= Ronald Robertson (politician) =

Canadian politician

Ronald Douglas Robertson (born August 22, 1920 in Roblin, Manitoba - March 27, 1998) was a politician in Manitoba, Canada. He served in the Legislative Assembly of Manitoba from 1945 to 1958, and was the Minister for Agriculture in the government of Douglas Campbell.

Robertson was educated at the University of Manitoba and the Manitoba Law School. He also worked as a farmer, and was the president of the University Liberal Club in his youth. Robertson served as chair of the Motor Vehicle Control Board, and was a member of the Cabinet Civil Defence Committee and the Industrial Relations Committee.

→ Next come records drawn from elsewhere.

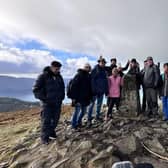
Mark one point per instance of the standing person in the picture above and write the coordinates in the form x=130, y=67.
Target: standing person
x=114, y=65
x=114, y=82
x=164, y=91
x=81, y=94
x=49, y=88
x=150, y=82
x=135, y=71
x=143, y=88
x=99, y=84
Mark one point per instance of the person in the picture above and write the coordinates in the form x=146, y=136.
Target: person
x=135, y=71
x=99, y=83
x=81, y=94
x=115, y=82
x=50, y=89
x=164, y=91
x=150, y=82
x=143, y=89
x=114, y=65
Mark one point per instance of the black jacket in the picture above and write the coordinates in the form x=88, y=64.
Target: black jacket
x=49, y=88
x=99, y=81
x=81, y=88
x=151, y=76
x=111, y=67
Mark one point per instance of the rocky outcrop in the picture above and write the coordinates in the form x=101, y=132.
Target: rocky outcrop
x=97, y=147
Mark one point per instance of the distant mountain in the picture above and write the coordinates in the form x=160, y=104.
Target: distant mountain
x=12, y=104
x=15, y=85
x=20, y=88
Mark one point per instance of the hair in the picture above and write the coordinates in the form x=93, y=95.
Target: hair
x=113, y=59
x=165, y=64
x=114, y=69
x=56, y=64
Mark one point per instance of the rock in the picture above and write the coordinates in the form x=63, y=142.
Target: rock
x=128, y=145
x=155, y=146
x=102, y=160
x=85, y=145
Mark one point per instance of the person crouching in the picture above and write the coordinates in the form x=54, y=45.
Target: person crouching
x=81, y=95
x=115, y=82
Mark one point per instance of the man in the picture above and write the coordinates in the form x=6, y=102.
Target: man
x=164, y=91
x=150, y=82
x=49, y=88
x=81, y=94
x=99, y=83
x=114, y=65
x=135, y=71
x=143, y=88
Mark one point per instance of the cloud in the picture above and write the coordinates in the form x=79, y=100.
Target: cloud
x=121, y=28
x=17, y=60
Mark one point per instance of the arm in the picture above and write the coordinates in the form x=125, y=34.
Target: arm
x=126, y=67
x=39, y=88
x=157, y=75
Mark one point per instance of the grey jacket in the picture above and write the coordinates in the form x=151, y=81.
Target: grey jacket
x=151, y=76
x=164, y=88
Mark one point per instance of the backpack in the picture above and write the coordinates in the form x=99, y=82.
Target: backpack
x=69, y=88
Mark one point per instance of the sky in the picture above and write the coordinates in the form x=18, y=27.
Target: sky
x=33, y=33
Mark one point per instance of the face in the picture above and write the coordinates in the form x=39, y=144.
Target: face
x=166, y=69
x=102, y=64
x=150, y=62
x=55, y=70
x=133, y=64
x=115, y=72
x=145, y=63
x=113, y=62
x=87, y=68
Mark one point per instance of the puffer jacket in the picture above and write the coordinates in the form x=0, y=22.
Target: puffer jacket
x=151, y=76
x=99, y=81
x=49, y=87
x=81, y=88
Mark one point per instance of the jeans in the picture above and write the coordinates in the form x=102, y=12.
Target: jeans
x=113, y=101
x=78, y=115
x=151, y=97
x=165, y=106
x=98, y=108
x=49, y=119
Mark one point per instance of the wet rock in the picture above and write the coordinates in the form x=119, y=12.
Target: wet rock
x=155, y=146
x=128, y=145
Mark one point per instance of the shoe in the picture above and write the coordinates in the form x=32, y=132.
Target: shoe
x=99, y=119
x=165, y=119
x=45, y=142
x=53, y=136
x=89, y=124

Robertson enlisted with the Royal Canadian Air Force in 1940, and was discharged in September 1945 with the rank of Flight Lieutenant. He was also awarded the American Air Medal and Bar.

He was first elected to the Manitoba legislature in the 1945 provincial election. At the time, Manitoba was governed by an alliance of Liberal-Progressives and Progressive Conservatives. Robertson ran as an independent candidate supporting the coalition government, and defeated CCF candidate Leslie Thompson by 155 votes in the Roblin constituency. He was re-elected by a greater margin in the 1949 election, and joined the Liberal-Progressive Party in the parliament that followed.

On November 7, 1952, Robertson was appointed Minister of Agriculture in Douglas Campbell's government. He was easily returned in the 1953 election, and was appointed Minister of Public Works on July 6, 1956.

The Liberal-Progressives were defeated in the 1958 election, and Robertson lost his own legislative seat in the redistributed constituency of Swan River, finishing third against Progressive Conservative candidate Albert H.C. Corbett.